Le plus ironique dans tout cela, c’est que Payette ait signé en 2018 la loi C-65, visant à accroître les obligations des employeur.euse.s à l’égard des allégations de harcèlement et de violence sur les lieux de travail. Comment signer une telle législation alors qu’elle ne traitait elle-même pas ses propres subordonné.e.s avec respect?  

Erreur de jugement 

Bien que Trudeau ait défendu Payette au début de l’investigation, le rapport qui lui a été soumis la semaine dernière était trop accablant pour que rien ne change : les conclusions qui en sont tirées accusaient directement le Premier ministre. Celui-ci n’aurait pas suffisamment vérifié le parcours de Payette avant de la nommer gouverneure générale, ignorant ainsi ses antécédents de harcèlement et d’intimidation au Centre des sciences de Montréal et au Comité olympique canadien. Certain.e.s de ses ancien.ne.s collègues, tel que l’ancien astronaute et ministre des Transports, l’honorable Marc Garneau, connaissaient très bien son caractère difficile, et auraient pu en témoigner si on le leur avait  simplement demandé. 

C’est avec surprise que le bureau du Premier ministre a donc appris que Payette avait été accusée en 2011 de voies de fait au deuxième degré contre son conjoint à l’époque, accusations toutefois retirées. Elle avait également frappé et tué un piéton de façon accidentelle dans le Maryland, aux États-Unis en 2011, mais l’affaire avait été classée sans inculpation une année plus tard. Contrairement à l’ancien Premier ministre Stephen Harper, Trudeau a fait le choix de ne pas utiliser de comité consultatif chargé de l’aider à trouver un.e nouveau.elle gouverneur.e général.e. Avec un comité bien informé, Trudeau ne serait actuellement pas sur la sellette, en raison de son gouvernement minoritaire.

Appel au changement 

Le Premier ministre a nommé Payette en 2017, sous la recommandation de l’ancien Premier ministre Jean Chrétien. Son cabinet et lui-même se sont laissés séduire par le symbolisme derrière la vedette qu’est cette femme qui a voyagé dans l’espace, brouillant leur jugement.
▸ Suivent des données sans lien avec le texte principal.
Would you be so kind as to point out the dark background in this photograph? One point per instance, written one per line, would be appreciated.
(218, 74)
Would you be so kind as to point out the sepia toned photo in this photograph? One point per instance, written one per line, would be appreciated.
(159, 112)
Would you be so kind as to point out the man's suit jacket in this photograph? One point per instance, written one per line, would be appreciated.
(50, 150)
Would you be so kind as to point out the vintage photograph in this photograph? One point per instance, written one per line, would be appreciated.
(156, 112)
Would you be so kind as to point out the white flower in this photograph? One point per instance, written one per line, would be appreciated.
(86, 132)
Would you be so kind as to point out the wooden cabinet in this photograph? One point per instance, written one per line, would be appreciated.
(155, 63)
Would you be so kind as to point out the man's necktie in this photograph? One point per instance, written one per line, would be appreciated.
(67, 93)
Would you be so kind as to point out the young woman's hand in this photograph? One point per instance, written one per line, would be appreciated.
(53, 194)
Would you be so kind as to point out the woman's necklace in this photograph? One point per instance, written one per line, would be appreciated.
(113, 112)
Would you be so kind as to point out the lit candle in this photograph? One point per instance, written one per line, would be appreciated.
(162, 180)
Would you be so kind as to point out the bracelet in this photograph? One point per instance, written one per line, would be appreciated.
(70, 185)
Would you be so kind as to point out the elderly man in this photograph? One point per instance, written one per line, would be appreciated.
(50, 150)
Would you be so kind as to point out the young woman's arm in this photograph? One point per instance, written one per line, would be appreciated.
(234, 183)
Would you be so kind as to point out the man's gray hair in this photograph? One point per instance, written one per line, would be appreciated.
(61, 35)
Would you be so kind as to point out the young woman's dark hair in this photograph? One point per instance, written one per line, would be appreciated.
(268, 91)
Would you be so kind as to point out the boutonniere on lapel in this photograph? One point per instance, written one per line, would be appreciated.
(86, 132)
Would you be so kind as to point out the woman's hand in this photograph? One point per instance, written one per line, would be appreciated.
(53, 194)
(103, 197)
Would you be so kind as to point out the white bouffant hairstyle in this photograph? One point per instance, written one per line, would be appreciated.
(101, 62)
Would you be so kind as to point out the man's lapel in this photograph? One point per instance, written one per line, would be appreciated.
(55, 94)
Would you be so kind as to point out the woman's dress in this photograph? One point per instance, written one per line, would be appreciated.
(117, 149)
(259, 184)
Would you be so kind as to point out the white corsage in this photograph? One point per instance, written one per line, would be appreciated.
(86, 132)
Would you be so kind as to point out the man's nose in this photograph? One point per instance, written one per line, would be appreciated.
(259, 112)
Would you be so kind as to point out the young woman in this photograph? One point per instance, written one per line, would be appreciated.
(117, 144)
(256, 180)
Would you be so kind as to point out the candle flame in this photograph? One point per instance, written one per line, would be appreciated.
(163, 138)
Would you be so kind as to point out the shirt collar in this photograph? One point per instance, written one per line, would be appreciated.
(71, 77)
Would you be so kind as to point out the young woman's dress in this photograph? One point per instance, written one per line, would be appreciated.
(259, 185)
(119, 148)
Malgré ses antécédents, Payette a servi l’image de marque libérale et féministe de Trudeau. Selon Dominic Leblanc, ministre des Affaires intergouvernementales, ce scandale démontre la nécessité de renforcer le processus de vérification. Plutôt que de nommer une célébrité,  la position devrait être remplie par une personne accomplie et qualifiée.

Les allégations de harcèlement ternissent non seulement la réputation de Payette, mais aussi l’image de la fonction de son poste. Même si le scandale en tant que tel n’a rien à voir avec son rôle dans la Constitution, il invite à se demander si le moment n’est pas venu de réformer le rôle de cette institution. 

Alors que le Premier ministre canadien Justin Trudeau est à la recherche d’un.e successeur.e, cette histoire nous encourage à questionner les lacunes de notre gouvernement démocratique, et la fonction du gouverneur.e général.e elle-même. La démission de Payette est peut-être l’occasion de repenser la position du chef de l’État, et même notre relation avec la Couronne.